Solved: Re: Core goes 100% when uploading a file to Sharep...

sebasnqn · ‎2023-11-09

Hello All!

Few days ago we detect a core going to 100% with no apparently reason.

We check it using cpview -> CPU -> Top-Connections and discover that was one computer reaching some IP.

I reach the user and he explain was uploading a 42Gb file to a Sharepoint suppliers site for some specific work.

We check the distribution of cores using fw affinity, and apparently CPU 16 is taking care of several interfaces.

FW is part of a ClusterXL.

Blades: fw vpn cvpn urlf av appi ips identityServer SSL_INSPECT anti_bot ThreatEmulation mon.

We are concern because this was generated by one user, and we want to get ahead in case more users start doing things like this.

Probably someone all ready had this issue before and have some recommendations.

¿Is there a way to "adjust" this procces/connection? Meaning, is recommended to set manually the distribution of cores for the interfaces? how?
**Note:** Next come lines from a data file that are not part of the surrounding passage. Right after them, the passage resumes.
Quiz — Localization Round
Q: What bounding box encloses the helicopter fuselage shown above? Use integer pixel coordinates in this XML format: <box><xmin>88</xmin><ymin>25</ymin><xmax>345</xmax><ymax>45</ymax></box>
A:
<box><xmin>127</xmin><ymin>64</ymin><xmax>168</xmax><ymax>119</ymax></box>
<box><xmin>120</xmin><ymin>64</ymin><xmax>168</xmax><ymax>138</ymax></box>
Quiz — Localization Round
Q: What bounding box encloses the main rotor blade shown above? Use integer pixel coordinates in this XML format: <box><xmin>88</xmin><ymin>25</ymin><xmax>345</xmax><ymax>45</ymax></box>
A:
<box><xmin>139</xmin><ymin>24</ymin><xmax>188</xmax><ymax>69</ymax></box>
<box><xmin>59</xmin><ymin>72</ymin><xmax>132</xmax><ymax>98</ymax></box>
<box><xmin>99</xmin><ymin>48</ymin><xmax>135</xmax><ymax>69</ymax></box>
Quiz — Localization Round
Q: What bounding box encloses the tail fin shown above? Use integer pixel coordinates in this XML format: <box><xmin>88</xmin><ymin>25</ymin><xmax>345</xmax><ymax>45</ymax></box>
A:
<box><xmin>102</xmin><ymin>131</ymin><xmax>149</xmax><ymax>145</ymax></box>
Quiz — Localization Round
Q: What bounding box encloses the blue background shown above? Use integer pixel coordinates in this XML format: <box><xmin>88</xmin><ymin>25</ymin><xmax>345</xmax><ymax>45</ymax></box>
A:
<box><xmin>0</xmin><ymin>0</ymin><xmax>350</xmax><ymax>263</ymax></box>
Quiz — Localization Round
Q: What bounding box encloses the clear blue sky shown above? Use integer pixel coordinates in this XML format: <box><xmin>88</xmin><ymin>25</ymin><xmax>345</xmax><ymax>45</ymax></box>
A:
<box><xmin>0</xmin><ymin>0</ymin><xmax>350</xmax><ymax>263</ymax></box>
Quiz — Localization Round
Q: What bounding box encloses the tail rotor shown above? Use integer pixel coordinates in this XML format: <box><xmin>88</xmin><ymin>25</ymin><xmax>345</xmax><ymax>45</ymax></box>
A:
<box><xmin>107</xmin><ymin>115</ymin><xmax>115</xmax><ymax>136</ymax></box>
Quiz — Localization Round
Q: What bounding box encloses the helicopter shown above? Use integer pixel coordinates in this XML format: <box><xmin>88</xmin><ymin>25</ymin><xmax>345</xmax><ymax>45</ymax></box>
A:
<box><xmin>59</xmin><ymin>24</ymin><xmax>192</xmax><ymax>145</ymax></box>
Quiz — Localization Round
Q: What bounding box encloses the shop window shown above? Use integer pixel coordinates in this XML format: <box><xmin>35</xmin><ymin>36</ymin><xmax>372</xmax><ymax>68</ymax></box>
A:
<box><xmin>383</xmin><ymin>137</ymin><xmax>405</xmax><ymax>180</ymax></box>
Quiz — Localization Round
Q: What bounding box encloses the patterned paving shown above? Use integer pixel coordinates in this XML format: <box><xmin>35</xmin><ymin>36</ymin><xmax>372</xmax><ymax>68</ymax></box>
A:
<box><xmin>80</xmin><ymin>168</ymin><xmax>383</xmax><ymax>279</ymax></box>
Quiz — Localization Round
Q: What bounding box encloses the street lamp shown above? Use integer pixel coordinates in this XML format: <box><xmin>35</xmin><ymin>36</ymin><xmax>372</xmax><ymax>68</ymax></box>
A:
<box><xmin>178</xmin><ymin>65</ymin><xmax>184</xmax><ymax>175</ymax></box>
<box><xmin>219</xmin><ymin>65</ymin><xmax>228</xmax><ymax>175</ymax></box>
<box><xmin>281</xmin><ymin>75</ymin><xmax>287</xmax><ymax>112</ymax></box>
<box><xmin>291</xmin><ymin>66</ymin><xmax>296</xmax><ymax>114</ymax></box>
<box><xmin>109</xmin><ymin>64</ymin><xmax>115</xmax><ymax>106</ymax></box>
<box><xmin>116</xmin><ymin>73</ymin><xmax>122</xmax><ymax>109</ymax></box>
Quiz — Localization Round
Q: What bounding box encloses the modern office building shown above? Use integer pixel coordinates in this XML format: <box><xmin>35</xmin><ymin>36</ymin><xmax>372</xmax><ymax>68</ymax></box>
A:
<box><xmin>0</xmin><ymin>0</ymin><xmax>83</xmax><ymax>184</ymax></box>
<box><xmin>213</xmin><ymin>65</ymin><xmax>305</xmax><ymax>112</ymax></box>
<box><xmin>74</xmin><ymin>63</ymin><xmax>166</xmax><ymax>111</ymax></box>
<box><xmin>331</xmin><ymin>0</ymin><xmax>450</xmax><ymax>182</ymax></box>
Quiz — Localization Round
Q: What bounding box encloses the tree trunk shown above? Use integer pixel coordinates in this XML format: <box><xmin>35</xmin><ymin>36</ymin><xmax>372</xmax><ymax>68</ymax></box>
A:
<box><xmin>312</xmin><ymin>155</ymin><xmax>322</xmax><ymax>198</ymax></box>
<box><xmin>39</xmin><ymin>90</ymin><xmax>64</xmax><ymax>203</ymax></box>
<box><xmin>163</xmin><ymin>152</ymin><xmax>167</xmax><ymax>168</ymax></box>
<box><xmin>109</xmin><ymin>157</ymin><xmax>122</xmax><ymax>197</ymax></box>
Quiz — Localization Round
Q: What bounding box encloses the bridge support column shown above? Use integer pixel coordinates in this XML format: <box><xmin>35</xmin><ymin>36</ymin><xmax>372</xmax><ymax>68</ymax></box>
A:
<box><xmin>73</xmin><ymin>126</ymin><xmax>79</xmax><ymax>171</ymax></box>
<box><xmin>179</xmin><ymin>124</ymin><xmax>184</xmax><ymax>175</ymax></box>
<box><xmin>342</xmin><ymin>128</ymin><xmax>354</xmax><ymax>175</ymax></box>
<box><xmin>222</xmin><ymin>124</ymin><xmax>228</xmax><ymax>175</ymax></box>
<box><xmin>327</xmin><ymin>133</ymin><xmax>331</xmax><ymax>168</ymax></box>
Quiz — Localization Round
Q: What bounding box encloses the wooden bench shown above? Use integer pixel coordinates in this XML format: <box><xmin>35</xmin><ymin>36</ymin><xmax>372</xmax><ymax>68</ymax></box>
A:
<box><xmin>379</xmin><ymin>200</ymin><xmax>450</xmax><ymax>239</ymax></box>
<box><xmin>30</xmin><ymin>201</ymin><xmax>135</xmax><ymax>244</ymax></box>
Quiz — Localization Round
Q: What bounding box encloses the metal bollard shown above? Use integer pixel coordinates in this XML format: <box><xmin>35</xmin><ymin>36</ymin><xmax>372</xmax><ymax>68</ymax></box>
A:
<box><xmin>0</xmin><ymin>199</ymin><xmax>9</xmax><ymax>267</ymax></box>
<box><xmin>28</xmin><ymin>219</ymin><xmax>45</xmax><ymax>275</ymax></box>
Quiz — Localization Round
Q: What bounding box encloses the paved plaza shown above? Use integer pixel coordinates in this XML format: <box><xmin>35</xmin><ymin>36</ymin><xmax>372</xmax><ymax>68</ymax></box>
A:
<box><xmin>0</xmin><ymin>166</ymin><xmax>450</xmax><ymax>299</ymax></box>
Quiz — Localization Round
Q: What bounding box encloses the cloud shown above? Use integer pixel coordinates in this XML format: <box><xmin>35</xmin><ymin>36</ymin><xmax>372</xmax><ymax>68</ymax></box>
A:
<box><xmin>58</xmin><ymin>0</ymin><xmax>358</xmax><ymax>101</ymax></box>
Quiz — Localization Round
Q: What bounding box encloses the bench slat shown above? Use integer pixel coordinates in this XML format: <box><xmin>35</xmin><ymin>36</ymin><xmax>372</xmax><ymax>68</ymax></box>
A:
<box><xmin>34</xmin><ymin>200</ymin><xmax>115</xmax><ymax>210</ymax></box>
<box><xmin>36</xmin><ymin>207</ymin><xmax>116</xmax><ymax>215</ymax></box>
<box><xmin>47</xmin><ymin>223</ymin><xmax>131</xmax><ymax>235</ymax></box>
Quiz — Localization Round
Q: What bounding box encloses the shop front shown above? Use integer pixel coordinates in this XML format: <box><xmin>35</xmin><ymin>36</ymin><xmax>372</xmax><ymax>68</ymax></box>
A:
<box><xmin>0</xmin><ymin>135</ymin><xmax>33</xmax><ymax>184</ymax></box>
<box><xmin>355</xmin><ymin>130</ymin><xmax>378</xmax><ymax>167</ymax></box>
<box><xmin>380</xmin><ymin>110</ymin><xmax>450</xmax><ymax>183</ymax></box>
We could set a drop rule to that user to that IP, could it work? Or the CPU will keep reaching 100% (we didn't test it).

Timothy_Hall · ‎2023-11-09

Based on those outputs 6 instances with a static 2/6 CoreXL split should be appropriate, then you can re-assess.

Gaia 4.18 (R82) Immersion Tips, Tricks, & Best Practices Video Course
Now Available at https://shadowpeak.com/gaia4-18-immersion-course

View solution in original post

Timothy_Hall · ‎2023-11-21

Here is the page from my Gateway Performance Optimization Course detailing the "secret" commands, for anyone else reading this please heed the warnings about not using these commands on production systems that don't support them. Use at your own risk!

The first circled command force-enables Dynamic Split, while the latter two enable Hyperflow even if the required minimum number of cores is not present. The firewall will need to be rebooted for these commands to take effect.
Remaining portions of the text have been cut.